A 30-year-old man is under arrest for attempted murder after a 3-year-old boy ended up inside the crocodile enclosure at a zoo in eastern England. The toddler is alive, critically injured, and currently at Addenbrooke's Hospital in Cambridge. Police say the man and the child did not know each other, which somehow makes all of this worse.
What We Know, and It Is a Lot to Process
Cambridgeshire Constabulary confirmed Thursday that the incident took place at Johnsons of Old Hurst, a family-run zoo, farm shop, and cafe sitting about 20 miles northwest of Cambridge. According to CBS News, the toddler sustained serious injuries and remains in critical but stable condition.
Police have not specified exactly how the boy was injured, meaning they have not confirmed on the record whether the crocodile made contact with the child. They have confirmed, however, that a man threw or placed a 3-year-old into a crocodile enclosure. The crocodile's participation is, at this point, almost beside the point.

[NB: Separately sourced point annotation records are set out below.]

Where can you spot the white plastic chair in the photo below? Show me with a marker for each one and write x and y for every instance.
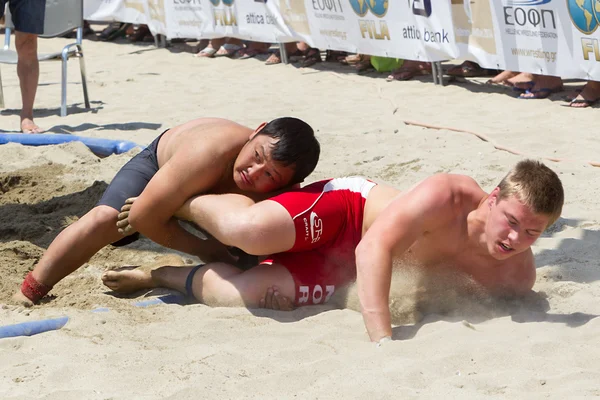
(61, 16)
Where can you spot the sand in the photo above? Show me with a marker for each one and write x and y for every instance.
(446, 346)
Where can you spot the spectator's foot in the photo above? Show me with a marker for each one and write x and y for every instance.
(351, 59)
(468, 69)
(311, 57)
(114, 31)
(334, 55)
(544, 86)
(409, 70)
(588, 96)
(364, 66)
(503, 78)
(522, 81)
(141, 32)
(128, 280)
(207, 52)
(245, 53)
(28, 126)
(227, 50)
(274, 58)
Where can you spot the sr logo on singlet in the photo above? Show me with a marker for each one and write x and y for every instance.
(316, 227)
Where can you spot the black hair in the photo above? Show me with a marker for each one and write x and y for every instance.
(297, 145)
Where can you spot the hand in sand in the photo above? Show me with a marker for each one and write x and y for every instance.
(128, 280)
(28, 126)
(21, 300)
(123, 218)
(276, 301)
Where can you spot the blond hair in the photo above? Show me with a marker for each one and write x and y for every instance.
(536, 186)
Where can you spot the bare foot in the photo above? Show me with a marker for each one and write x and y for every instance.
(21, 300)
(128, 281)
(589, 95)
(503, 78)
(523, 81)
(28, 126)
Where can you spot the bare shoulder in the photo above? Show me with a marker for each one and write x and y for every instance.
(214, 136)
(453, 190)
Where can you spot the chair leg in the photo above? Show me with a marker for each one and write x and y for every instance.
(83, 78)
(1, 93)
(63, 96)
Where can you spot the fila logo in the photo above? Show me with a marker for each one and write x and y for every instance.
(316, 227)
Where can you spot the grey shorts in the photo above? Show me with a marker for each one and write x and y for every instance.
(132, 179)
(27, 15)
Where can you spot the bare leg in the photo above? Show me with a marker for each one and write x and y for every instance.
(235, 220)
(543, 87)
(215, 284)
(28, 70)
(503, 78)
(74, 246)
(589, 95)
(523, 80)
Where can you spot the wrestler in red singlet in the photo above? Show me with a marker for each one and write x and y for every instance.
(328, 217)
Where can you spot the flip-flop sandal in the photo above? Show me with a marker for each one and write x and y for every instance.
(539, 93)
(246, 53)
(529, 85)
(207, 52)
(364, 66)
(274, 58)
(468, 69)
(352, 59)
(570, 96)
(405, 74)
(312, 57)
(587, 103)
(227, 50)
(113, 32)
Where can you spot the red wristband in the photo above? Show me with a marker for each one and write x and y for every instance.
(34, 290)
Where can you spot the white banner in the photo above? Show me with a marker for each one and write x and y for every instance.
(553, 37)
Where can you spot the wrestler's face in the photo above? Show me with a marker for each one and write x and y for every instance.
(254, 169)
(511, 227)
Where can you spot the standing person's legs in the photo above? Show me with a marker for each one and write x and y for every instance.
(28, 71)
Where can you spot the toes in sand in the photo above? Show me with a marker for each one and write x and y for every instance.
(128, 281)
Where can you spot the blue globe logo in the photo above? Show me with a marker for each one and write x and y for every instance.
(585, 14)
(377, 7)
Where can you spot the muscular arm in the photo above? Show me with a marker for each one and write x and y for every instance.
(236, 220)
(187, 172)
(427, 206)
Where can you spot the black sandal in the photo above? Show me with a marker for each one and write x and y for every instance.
(312, 57)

The arrested man is 30 years old and from Norfolk. That is the full description police have provided. Detectives from the Cambridgeshire major crime unit are now investigating, and specially trained officers have been stationed with the boy's family at the hospital.
Strangers, Apparently
Detective Inspector Verity McCann said in the police statement that investigators are currently speaking with everyone who was at the zoo at the time of what she described as a "distressing incident." That phrasing is doing some heavy lifting.

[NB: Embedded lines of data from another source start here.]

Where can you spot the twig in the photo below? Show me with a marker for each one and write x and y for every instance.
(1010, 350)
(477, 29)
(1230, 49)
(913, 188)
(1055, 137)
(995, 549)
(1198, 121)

"We do not believe the man arrested and the child are known to each other," McCann added. So this was not a custody dispute or a family tragedy that spiraled into something unthinkable. According to police, a man apparently walked into a zoo, found a toddler, and put that toddler into the crocodile enclosure. A stranger. A random child. On a day out.

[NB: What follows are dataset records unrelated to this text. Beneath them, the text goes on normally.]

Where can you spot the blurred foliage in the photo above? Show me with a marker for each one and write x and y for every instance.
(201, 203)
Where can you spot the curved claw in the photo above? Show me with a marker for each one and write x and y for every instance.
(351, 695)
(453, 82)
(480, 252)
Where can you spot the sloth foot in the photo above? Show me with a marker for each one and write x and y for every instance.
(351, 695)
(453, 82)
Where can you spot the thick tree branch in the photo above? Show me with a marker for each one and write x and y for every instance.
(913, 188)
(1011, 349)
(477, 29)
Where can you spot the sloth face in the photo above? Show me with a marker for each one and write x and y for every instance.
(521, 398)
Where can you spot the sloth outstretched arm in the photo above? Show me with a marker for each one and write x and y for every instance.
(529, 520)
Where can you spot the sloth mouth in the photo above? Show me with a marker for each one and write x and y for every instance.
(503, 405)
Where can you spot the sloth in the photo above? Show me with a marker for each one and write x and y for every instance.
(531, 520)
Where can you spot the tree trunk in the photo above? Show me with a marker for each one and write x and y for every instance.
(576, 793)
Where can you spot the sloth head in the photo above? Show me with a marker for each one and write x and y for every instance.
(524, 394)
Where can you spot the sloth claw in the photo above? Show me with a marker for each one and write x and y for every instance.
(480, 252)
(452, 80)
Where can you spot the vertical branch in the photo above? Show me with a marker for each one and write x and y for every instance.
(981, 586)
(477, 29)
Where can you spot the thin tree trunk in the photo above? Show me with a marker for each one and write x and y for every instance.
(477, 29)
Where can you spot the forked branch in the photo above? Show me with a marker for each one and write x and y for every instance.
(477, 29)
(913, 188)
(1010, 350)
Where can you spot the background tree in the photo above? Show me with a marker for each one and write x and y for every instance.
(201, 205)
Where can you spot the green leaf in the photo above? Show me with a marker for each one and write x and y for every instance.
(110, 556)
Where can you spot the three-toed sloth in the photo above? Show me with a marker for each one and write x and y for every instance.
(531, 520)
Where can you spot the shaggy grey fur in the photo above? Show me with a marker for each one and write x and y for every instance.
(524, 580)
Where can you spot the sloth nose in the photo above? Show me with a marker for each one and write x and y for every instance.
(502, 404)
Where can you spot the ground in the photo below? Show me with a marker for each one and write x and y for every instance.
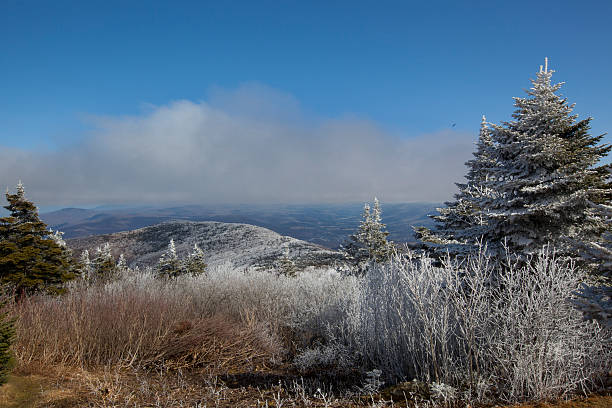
(121, 388)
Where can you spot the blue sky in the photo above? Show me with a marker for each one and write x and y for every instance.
(408, 69)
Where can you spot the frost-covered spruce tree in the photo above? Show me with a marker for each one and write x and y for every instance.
(369, 243)
(461, 223)
(548, 187)
(169, 265)
(195, 263)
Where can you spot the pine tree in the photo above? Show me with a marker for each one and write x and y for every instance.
(30, 257)
(169, 265)
(461, 223)
(195, 263)
(369, 243)
(548, 187)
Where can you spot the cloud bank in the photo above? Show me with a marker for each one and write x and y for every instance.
(248, 145)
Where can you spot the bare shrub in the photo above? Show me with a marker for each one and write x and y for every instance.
(511, 333)
(136, 320)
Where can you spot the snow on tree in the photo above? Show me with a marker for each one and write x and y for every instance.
(548, 187)
(369, 243)
(461, 223)
(195, 263)
(169, 265)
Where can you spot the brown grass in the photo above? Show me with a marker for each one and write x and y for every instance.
(92, 328)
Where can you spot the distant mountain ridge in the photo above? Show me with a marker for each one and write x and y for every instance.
(242, 245)
(327, 225)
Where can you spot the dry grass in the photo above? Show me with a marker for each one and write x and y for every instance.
(226, 339)
(97, 327)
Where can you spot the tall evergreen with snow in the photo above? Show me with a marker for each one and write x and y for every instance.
(30, 257)
(369, 243)
(548, 186)
(461, 223)
(195, 264)
(169, 265)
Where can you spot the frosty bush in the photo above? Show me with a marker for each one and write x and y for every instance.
(512, 334)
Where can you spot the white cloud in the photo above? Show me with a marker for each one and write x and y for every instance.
(248, 145)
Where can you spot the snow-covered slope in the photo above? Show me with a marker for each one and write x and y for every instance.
(240, 244)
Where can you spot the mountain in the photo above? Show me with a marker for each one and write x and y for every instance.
(327, 225)
(241, 244)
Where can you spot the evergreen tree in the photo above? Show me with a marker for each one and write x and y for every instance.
(195, 263)
(548, 187)
(369, 243)
(169, 265)
(30, 257)
(461, 223)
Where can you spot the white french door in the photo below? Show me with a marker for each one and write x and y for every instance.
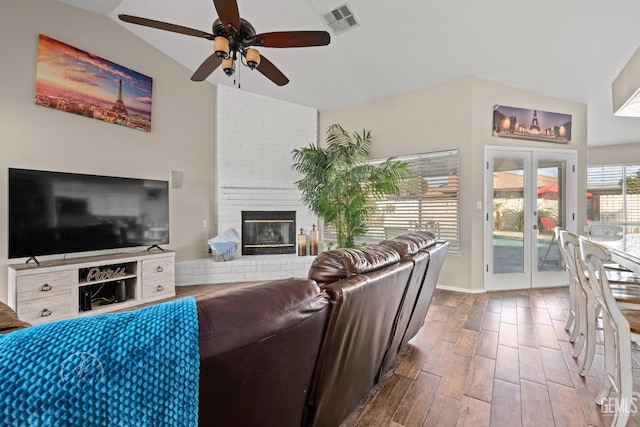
(528, 192)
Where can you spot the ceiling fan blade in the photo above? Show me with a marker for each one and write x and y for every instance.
(271, 72)
(165, 26)
(206, 68)
(290, 39)
(228, 13)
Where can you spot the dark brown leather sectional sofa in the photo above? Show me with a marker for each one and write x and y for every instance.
(305, 352)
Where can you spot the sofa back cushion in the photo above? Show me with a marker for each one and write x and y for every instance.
(333, 265)
(437, 254)
(258, 349)
(363, 311)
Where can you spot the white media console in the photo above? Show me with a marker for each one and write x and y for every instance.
(60, 289)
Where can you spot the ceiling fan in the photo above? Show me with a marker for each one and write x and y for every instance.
(234, 39)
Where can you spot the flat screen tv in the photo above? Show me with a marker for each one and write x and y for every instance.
(59, 213)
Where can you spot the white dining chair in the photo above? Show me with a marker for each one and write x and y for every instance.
(585, 329)
(604, 231)
(621, 331)
(567, 254)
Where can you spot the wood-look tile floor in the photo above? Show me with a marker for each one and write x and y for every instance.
(492, 359)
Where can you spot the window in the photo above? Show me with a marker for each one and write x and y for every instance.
(428, 200)
(613, 193)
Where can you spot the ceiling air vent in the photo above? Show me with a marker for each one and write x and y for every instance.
(341, 19)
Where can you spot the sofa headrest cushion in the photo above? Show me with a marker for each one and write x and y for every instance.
(9, 320)
(423, 239)
(337, 264)
(405, 247)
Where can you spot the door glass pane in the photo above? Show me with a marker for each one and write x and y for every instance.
(551, 191)
(508, 215)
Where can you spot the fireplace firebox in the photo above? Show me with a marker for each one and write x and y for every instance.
(268, 232)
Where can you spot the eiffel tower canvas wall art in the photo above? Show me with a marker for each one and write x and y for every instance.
(522, 123)
(75, 81)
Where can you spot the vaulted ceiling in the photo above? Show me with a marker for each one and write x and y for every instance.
(570, 49)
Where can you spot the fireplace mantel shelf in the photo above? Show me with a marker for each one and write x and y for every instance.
(242, 268)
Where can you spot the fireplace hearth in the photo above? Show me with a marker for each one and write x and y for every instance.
(268, 232)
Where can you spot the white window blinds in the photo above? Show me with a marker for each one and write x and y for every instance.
(614, 193)
(428, 200)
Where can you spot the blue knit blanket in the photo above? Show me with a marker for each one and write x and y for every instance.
(137, 368)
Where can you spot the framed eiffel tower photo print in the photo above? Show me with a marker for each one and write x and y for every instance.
(75, 81)
(521, 123)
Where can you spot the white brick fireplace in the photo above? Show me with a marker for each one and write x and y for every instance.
(255, 138)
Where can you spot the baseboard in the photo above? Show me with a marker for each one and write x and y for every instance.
(457, 289)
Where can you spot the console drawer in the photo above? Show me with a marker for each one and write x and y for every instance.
(158, 287)
(46, 285)
(45, 309)
(164, 266)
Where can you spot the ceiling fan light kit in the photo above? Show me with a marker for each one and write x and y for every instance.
(221, 47)
(235, 38)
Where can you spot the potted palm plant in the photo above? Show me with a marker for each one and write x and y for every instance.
(338, 182)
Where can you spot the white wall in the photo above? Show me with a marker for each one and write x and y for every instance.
(457, 115)
(255, 139)
(183, 120)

There is no framework for this. There is no "ah, that explains it" coming. Some stories refuse to make sense no matter how long you stare at them.
About the Zoo
Johnsons of Old Hurst is, by all accounts, a perfectly pleasant English country attraction. Its website describes a butcher, a farm shop, a tea room, a steakhouse, and more than 100 animals, including lions, tigers, sloth bears, capybaras, meerkats, and crocodiles, as CBS News reports.
It is exactly the kind of place you take a young kid on a weekend. Farm animals, a cafe with scones, the novelty of seeing a crocodile safely behind glass or fencing on a drizzly English afternoon. The zoo has not issued a public statement as of the time of reporting. They are presumably dealing with something no family business in rural Cambridgeshire has ever had a crisis communications plan for.
The Legal Situation
The charge is attempted murder. In English law, that requires prosecutors to prove intent to kill. Police clearly believe they have enough, or enough to investigate seriously, because that is not a charge you reach for lightly.
The suspect was arrested and the investigation is ongoing. No court appearance details have been published yet. Given the age of the victim and the circumstances, this case is going to get a great deal of attention as it moves through the system.
The Dingo Take
There is a version of this job where you find the dark comedy angle on every story, and then there is this story, where you read it three times and the comedy simply does not show up. A man walked into a zoo. He found a child he had never met. He put that child in with the crocodiles. The child is three years old and fighting for his life in a hospital.
Some stories have an editorial take. This one just has a fact, and the fact is that a toddler is in critical condition because of something a grown adult chose to do to him on what was probably supposed to be an ordinary Thursday. The arrest is made, the investigation is open, and somewhere in Cambridge a family is sitting in a hospital waiting to find out if their kid is going to be okay.
We will follow this as it develops. Right now there is nothing to do with it except report it clearly and feel whatever it makes you feel, which is probably the correct response.